Many straight engines have been produced for aircraft, particularly from the early years of aviation and through the interwar period leading up to the Second World War. Straight engines were simpler and had low frontal area, reducing drag, and provided better cockpit visibility.

Straight sixes were especially popular in the First World War, and most German and Italian and some British aircraft used descendants of Daimler's pre-war inline six. Prominent examples include the German Mercedes D.III and BMW IIIa, Italian Isotta Fraschini V.4 and British Siddeley Puma.

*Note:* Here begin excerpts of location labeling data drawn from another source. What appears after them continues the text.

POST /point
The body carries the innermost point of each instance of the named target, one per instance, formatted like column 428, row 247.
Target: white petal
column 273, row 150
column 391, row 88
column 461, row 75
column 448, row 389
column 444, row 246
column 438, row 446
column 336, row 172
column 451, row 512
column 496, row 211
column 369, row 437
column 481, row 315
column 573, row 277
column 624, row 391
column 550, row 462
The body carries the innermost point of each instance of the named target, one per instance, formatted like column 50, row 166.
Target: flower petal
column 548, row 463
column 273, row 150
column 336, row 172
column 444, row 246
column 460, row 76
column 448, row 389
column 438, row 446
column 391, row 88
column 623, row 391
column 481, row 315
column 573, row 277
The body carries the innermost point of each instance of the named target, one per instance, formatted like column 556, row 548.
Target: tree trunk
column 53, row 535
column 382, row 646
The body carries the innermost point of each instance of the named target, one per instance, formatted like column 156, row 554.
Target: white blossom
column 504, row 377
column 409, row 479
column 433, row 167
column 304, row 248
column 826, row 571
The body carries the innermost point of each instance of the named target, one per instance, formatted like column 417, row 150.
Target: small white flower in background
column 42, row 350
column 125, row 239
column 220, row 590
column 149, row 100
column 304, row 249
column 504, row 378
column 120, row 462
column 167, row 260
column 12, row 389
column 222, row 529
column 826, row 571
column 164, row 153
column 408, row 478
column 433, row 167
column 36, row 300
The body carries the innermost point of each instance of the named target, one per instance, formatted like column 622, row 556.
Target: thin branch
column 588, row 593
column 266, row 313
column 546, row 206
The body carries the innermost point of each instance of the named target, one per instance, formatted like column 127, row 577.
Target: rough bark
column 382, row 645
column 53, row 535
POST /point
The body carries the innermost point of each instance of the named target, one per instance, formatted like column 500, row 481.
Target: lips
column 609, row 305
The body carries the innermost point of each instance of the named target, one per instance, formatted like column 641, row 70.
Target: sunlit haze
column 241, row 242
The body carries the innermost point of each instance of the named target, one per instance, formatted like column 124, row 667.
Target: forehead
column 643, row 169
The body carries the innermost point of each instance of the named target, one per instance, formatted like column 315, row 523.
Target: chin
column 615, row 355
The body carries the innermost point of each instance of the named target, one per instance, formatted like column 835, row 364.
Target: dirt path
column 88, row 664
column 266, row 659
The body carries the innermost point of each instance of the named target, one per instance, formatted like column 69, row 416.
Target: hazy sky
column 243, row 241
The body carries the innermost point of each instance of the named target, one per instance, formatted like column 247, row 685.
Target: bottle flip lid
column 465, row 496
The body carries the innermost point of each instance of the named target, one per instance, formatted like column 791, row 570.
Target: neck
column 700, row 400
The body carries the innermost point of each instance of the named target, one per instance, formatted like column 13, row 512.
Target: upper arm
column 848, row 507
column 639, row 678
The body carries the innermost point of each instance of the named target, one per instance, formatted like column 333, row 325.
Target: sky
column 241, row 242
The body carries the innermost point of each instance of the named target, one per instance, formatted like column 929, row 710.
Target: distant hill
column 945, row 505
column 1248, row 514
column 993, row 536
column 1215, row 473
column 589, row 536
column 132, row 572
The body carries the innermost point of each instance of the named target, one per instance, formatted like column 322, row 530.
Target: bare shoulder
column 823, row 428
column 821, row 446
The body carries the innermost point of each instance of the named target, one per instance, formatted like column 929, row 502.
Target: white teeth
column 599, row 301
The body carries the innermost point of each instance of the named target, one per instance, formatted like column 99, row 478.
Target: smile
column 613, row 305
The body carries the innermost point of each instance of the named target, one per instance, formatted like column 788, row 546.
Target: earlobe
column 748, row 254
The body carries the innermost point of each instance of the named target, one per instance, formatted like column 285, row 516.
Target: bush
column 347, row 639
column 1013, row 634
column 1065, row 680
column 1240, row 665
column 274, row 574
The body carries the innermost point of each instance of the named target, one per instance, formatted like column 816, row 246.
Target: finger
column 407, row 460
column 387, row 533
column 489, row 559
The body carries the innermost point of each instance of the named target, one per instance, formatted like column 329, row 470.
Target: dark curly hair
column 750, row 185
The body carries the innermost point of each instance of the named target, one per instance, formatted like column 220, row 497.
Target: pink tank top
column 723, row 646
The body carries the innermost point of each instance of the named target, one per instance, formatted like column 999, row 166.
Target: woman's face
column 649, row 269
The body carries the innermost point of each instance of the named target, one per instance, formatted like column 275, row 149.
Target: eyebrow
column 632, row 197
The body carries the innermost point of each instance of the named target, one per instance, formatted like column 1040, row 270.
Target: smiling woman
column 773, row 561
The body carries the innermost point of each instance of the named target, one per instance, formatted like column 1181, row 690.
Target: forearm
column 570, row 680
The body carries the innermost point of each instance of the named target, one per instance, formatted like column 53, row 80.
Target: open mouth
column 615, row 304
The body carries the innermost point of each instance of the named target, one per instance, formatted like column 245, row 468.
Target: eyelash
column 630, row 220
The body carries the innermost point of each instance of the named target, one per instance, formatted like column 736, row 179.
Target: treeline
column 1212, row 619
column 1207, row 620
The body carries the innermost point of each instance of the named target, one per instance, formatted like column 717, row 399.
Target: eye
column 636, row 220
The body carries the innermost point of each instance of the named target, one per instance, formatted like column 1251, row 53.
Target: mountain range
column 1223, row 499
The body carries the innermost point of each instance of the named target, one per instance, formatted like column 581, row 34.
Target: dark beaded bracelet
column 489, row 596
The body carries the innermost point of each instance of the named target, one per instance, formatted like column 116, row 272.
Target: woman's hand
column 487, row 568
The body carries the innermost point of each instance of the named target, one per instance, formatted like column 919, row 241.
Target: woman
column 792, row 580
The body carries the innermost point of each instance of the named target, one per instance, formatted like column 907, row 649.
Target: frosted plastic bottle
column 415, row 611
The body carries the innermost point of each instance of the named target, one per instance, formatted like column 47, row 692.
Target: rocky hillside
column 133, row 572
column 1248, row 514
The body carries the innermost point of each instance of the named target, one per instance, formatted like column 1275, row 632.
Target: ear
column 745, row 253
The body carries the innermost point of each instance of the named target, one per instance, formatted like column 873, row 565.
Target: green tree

The British de Havilland Gipsy family of engines and their descendants included straight-four and straight-six upright and inverted air-cooled engines which were used on a wide range of smaller aircraft around the world, including on the Tiger Moth biplane, and helped made the configuration popular for light aircraft. Menasco and Fairchild-Ranger in the United States, Renault in France, Walter in Czechoslovakia, and Hirth in Germany all built a similar range of engines which were popular in their respective markets.

The aviation use of term "inline engine" is used more broadly than for straight engines, since it also applies to other configurations where the cylinders are located in rows (e.g. V engines, W engines, H engines and horizontally opposed engines).

Inverted engines 

Some straight aircraft engines have used an inverted engine configuration, whereby the crankshaft is at the top of the engine and the pistons hang downwards from it. Advantages of the inverted arrangement include a raised thrust line for improved clearance for the propeller, which either allows for the use of a larger, more efficient propeller, or for shorter undercarriage. Since the thrust line is higher, the engine can be mounted lower in the airframe, improving visibility forward, which is no longer blocked by the cylinder heads. It also allows for a simpler exhaust to keep gasses clear from the cockpit.

Motorcycle use

In motorcycling, the term "in-line" is sometimes used narrowly, for a straight engine mounted in line with the frame. A two-cylinder straight engine mounted across the frame is sometimes called a parallel twin. Other times, motorcycling experts treat the terms parallel, straight, and inline as equivalent, and use them interchangeably.